Passive investing is taking a bigger share of the stock market, helping to drive gains.

Exchange-traded funds, or ETFs, owned nearly 6 percent of the U.S. stock market as of the end of the first quarter, their greatest share on record, according to analysis by Goldman Sachs.

Known as passive investments, ETFs are baskets of stocks tracking various market indexes and have grown in popularity for their relatively low fees. In contrast, mutual funds that involve higher-cost active stock picking have declined in popularity, and their ownership of the U.S. stock market has fallen to 24 percent, the lowest since 2004.

ETFs purchased $98 billion worth of stocks in the first quarter, putting them on pace to buy $390 billion of stock this year, more than the last two years’ combined total of $362 billion, according to the Friday note by a group of analysts led by Goldman’s Chief U.S. Equity Strategist David Kostin. Goldman based its analysis on the Federal Reserve Board’s June 8 report on first quarter U.S. financial accounts.

ETF ownership of equities is at the highest level on record, as of the first quarter

Source: Federal Reserve Board and Goldman Sachs Global Investment Research.

Analysts said the growth of ETFs can help explain why stocks have gained this year despite delays in passing the Trump administration’s pro-growth proposals and increased geopolitical worries.

“I agree that ETFs have been a big driver,” Ilya Feygin, managing director and senior strategist at WallachBeth Capital told CNBC in an email. “The market has often made strong gains in weeks of strong inflows even in the face of bearish macro news. It has paused when there is not much inflow or the inflow went to international ETFs instead of U.S.”

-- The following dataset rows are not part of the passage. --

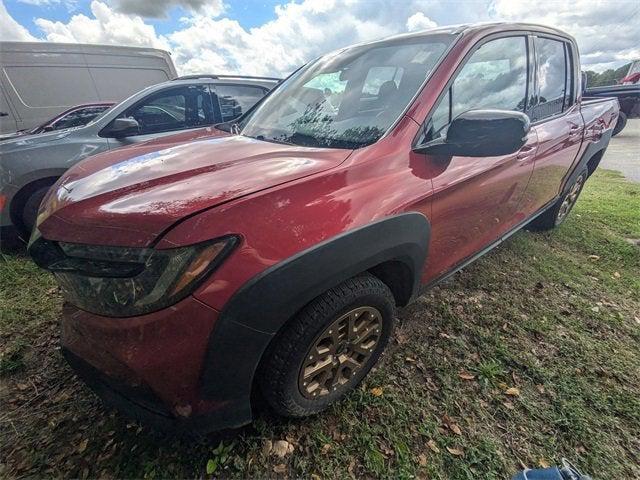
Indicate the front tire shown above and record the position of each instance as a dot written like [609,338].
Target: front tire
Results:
[558,213]
[328,348]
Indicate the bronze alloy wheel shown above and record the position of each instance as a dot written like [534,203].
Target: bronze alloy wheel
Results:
[569,200]
[339,352]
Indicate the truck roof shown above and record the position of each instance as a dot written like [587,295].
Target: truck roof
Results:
[488,27]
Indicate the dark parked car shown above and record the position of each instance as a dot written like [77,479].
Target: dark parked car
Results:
[271,253]
[30,165]
[73,117]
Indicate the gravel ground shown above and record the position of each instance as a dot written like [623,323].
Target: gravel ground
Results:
[623,153]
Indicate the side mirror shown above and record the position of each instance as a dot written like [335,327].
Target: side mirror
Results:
[481,133]
[123,127]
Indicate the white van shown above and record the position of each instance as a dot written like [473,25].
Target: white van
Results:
[38,80]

In a sixth-straight quarter of gains, the S&P 500 climbed 5.5 percent in the first quarter to record highs. The index is tracking for gains of more than 3.5 percent this quarter.

Corporate buybacks and foreign investors have also driven demand for U.S. stocks.

Share buybacks were still the largest source of demand for stocks in the first quarter at $136 billion, or 46.6 percent of purchases, the Goldman report said, while the first quarter marked the second time in the last eight quarters that foreigners bought more U.S. stocks than they sold.